So, the saga continues.  Most of you know I’ve had a hard time with the replacement nurse in my surgeon’s office.  I went for my much-delayed CT scan and clinic visit on September 20th.  Normally I see Dr. C, but he was called out, so I saw Dr. B instead.  WONDERFUL man…he’s from South America (I forget which country), and even though he has a really thick accent, I could tell he was very interested in me and my health.  He took plenty of time, and asked if I had a GP.  I told him I’d just been going to after-hours on the few occasions I felt that I needed a GP, because my family doctor was located in Petal, over an hour away, and the drive is just too much for me when I’m sick.  He strongly recommended I get a local GP…in fact, he stressed it several times.  My CT results weren’t back yet (it’d only been an hour or so since the scan) so he told us that he’d review them when they came back, and call me later that day (Thursday) or Friday morning.  He seemed concerned that my AFP number was climbing still higher.

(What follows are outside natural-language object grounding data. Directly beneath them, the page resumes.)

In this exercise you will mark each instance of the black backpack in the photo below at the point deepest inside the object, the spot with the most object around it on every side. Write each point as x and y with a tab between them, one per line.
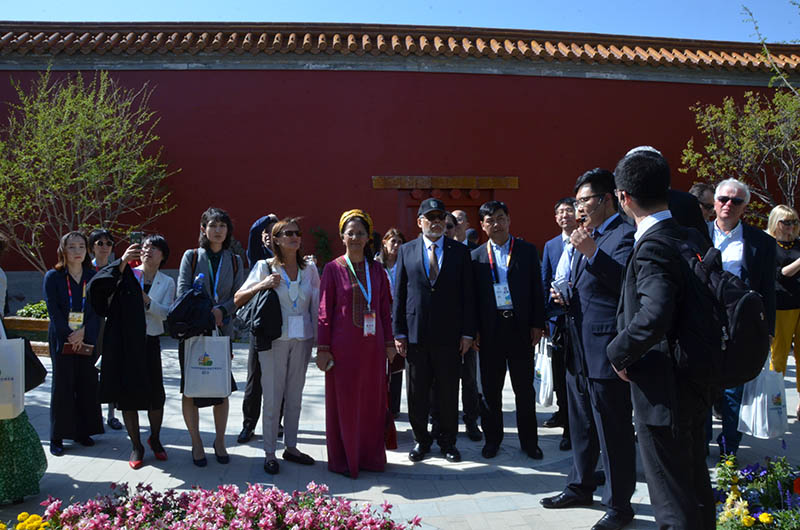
722	335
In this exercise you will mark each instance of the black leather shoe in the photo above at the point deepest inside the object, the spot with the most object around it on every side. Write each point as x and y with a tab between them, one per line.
564	500
451	454
535	453
271	466
612	522
245	435
489	450
473	432
556	420
418	452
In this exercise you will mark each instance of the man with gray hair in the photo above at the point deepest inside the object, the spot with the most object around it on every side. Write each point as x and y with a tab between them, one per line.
749	253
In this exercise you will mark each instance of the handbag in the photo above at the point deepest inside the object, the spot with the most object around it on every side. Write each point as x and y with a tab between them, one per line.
207	367
543	375
763	412
12	376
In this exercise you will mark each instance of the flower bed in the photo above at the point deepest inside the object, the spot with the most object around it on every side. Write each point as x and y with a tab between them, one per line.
758	496
259	508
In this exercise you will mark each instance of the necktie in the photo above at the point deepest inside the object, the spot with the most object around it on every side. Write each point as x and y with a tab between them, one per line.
434	263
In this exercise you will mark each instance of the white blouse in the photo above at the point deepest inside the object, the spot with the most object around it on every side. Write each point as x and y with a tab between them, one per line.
307	304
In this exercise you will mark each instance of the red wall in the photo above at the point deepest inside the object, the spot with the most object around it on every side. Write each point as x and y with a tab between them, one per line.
308	142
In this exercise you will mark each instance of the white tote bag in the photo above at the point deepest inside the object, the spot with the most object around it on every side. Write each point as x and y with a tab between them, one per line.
12	376
543	375
207	367
763	412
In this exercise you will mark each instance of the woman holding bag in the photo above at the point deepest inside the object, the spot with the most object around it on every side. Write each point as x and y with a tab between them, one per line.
74	409
283	366
223	275
355	339
23	463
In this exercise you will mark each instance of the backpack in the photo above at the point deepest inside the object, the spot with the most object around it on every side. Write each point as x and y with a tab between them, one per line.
722	335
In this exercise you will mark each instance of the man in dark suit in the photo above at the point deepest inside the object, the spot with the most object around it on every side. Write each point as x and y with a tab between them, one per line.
434	325
599	402
510	303
749	253
669	409
556	260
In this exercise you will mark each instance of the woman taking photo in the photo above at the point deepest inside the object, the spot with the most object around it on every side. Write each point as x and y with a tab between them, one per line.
784	226
135	303
388	258
355	339
74	409
101	244
223	275
283	366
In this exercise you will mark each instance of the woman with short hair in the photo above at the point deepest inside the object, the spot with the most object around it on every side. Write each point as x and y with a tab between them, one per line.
284	364
784	226
72	334
223	275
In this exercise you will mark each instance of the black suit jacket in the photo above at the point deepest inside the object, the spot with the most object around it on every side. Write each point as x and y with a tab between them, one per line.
436	314
655	280
524	281
593	305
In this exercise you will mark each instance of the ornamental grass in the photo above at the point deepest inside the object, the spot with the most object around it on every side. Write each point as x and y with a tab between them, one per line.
258	508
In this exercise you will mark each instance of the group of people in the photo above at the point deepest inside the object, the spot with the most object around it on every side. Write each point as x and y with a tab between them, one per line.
438	307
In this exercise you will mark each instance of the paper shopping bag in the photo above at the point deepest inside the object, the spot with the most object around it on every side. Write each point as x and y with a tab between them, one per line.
207	367
12	378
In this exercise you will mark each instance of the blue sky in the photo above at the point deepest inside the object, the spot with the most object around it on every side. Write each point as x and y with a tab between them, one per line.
692	19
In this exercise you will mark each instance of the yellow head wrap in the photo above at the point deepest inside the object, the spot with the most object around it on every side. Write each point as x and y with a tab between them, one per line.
349	214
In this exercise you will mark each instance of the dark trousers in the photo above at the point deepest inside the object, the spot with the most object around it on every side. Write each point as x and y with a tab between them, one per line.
469	390
433	367
509	350
251	404
600	426
674	460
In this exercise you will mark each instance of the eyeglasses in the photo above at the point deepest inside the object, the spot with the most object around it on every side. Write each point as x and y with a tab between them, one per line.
736	201
585	200
435	216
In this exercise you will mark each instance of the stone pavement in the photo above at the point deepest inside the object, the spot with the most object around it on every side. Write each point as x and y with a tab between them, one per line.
480	494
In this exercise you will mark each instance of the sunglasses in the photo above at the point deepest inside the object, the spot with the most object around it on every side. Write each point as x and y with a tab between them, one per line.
736	201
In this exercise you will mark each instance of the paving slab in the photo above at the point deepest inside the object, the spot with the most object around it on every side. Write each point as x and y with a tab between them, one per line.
503	492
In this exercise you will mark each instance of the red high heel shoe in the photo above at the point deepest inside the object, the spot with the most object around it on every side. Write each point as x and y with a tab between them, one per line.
160	455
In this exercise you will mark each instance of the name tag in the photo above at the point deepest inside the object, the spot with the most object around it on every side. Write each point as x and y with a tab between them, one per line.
75	320
369	323
296	326
502	294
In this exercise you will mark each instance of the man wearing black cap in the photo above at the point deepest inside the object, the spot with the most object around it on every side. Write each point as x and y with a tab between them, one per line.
434	324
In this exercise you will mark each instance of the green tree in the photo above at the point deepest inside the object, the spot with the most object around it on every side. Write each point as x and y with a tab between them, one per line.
757	141
76	155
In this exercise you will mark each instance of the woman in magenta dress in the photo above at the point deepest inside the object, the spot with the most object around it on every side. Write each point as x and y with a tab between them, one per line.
355	339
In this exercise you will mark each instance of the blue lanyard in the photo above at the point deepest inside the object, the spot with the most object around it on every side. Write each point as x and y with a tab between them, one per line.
216	277
366	292
289	282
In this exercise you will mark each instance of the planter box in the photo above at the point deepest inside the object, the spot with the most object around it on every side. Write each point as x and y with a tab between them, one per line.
34	329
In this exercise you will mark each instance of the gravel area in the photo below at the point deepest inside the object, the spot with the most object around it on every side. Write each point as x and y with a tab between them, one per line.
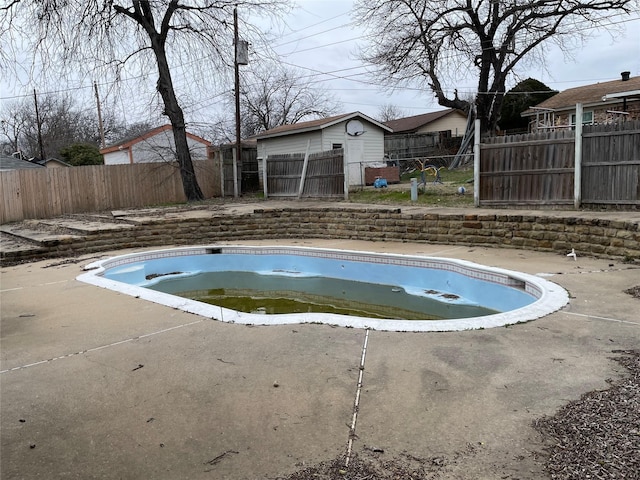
598	436
595	437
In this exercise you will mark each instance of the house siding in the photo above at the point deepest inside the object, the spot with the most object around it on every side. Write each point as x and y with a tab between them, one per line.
372	149
601	115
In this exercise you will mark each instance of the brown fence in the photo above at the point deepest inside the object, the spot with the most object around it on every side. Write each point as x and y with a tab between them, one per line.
322	177
49	192
540	168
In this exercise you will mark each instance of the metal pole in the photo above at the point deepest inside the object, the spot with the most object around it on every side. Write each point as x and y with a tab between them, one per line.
238	152
100	125
40	144
476	164
577	173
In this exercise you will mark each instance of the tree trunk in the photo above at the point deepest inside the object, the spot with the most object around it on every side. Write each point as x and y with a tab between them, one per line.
176	117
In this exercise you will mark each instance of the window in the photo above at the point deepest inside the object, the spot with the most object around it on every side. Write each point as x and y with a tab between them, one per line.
587	118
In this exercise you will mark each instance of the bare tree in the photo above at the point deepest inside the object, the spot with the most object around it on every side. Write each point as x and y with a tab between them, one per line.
435	42
390	112
112	33
59	124
275	95
272	95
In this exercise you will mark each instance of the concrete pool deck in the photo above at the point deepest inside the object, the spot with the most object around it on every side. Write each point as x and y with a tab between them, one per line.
96	384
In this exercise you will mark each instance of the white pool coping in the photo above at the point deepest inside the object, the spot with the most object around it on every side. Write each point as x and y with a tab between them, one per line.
550	296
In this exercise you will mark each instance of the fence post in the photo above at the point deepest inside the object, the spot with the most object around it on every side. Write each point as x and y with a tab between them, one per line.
577	173
303	176
476	164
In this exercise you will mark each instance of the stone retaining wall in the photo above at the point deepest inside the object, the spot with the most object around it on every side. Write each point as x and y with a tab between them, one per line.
592	237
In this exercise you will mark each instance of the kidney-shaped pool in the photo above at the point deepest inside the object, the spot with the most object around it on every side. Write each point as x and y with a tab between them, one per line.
268	285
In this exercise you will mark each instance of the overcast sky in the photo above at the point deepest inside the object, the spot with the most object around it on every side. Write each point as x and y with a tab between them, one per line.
321	39
321	24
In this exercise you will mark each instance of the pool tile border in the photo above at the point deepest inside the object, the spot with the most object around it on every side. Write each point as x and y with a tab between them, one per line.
550	297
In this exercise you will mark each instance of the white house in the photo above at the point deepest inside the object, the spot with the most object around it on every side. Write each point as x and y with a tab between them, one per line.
156	145
361	137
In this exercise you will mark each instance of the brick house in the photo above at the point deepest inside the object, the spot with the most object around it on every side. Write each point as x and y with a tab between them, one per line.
602	103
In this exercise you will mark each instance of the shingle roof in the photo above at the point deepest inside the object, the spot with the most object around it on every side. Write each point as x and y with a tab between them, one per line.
589	94
124	144
414	123
317	124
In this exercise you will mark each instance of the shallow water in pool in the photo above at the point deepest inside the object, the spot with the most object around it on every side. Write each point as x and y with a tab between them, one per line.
252	292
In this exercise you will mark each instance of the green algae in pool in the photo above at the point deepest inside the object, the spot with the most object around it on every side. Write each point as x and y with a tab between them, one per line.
252	292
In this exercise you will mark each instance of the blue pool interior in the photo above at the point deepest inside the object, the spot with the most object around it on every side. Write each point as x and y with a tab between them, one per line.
516	296
446	283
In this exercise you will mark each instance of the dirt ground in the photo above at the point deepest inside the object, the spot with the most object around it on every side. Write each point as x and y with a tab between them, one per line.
96	384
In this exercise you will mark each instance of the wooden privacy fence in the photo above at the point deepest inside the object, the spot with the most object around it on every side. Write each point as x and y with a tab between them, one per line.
550	169
317	175
49	192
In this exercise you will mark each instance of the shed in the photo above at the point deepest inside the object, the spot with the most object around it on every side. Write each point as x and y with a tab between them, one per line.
450	122
361	137
156	145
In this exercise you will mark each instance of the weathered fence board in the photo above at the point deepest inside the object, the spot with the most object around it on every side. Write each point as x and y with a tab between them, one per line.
539	169
611	164
324	175
49	192
527	169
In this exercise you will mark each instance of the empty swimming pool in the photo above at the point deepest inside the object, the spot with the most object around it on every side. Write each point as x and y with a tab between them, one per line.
409	293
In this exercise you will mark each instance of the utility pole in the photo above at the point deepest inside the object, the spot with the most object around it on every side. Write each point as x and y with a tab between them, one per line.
40	144
237	156
240	58
100	125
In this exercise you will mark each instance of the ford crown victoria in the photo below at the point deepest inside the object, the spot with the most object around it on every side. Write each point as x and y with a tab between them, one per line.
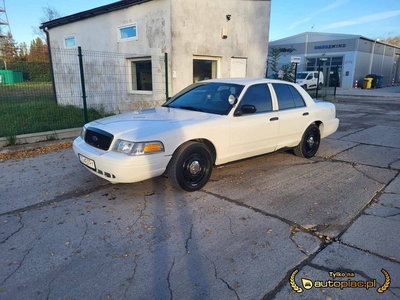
209	123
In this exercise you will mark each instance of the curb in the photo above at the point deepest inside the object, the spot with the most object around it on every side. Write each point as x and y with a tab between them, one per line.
41	139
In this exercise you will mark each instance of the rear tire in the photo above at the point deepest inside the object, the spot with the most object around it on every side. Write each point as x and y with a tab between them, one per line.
190	167
309	143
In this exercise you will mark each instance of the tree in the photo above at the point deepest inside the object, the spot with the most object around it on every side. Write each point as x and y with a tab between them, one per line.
273	64
274	54
38	51
8	51
49	14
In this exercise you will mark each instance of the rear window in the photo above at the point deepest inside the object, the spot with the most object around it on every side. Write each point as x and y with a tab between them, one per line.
288	96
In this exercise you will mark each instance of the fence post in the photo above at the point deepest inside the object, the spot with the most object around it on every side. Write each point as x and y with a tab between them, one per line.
83	84
166	75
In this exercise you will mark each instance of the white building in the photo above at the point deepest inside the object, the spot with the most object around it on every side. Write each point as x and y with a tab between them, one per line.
352	56
203	39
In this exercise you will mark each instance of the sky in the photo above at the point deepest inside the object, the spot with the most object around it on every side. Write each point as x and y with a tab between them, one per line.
375	19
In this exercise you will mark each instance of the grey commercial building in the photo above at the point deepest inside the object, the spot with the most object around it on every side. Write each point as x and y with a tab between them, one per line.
345	59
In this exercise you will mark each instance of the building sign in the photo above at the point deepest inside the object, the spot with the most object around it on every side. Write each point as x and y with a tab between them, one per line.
329	46
295	59
290	50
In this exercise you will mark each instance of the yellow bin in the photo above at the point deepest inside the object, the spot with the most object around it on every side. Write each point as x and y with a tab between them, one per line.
367	83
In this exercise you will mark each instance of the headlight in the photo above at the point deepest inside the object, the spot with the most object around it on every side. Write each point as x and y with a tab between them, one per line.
83	133
142	148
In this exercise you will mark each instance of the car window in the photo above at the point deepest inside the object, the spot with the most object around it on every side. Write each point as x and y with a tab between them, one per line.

I waited all day Friday, and finally called the clinic ten minutes before closing.  I talked to nurse G, the replacement nurse, who hadn’t impressed me the day before but its a difficult job…its a transplant clinic and the cases can be complicated and heartbreaking…so I was prepared to cut her some slack.  I very nicely explained what Dr. B had told us regarding the CT results, and I was wondering if they’d come in yet.  That’s all I said.  She called me back, and proceeded to pretty much chew me out: “HE said that HE told YOU that HE would call YOU on Monday afternoon after they review your case in their conference.”  It really rubbed me the wrong way, but I still tried to be nice.  When she continued, I snapped and told her that WASN’T what he told us, and that my husband heard him tell us as well that he’d call us that afternoon, but most likely Friday morning.  She said again that he would call me Monday afternoon.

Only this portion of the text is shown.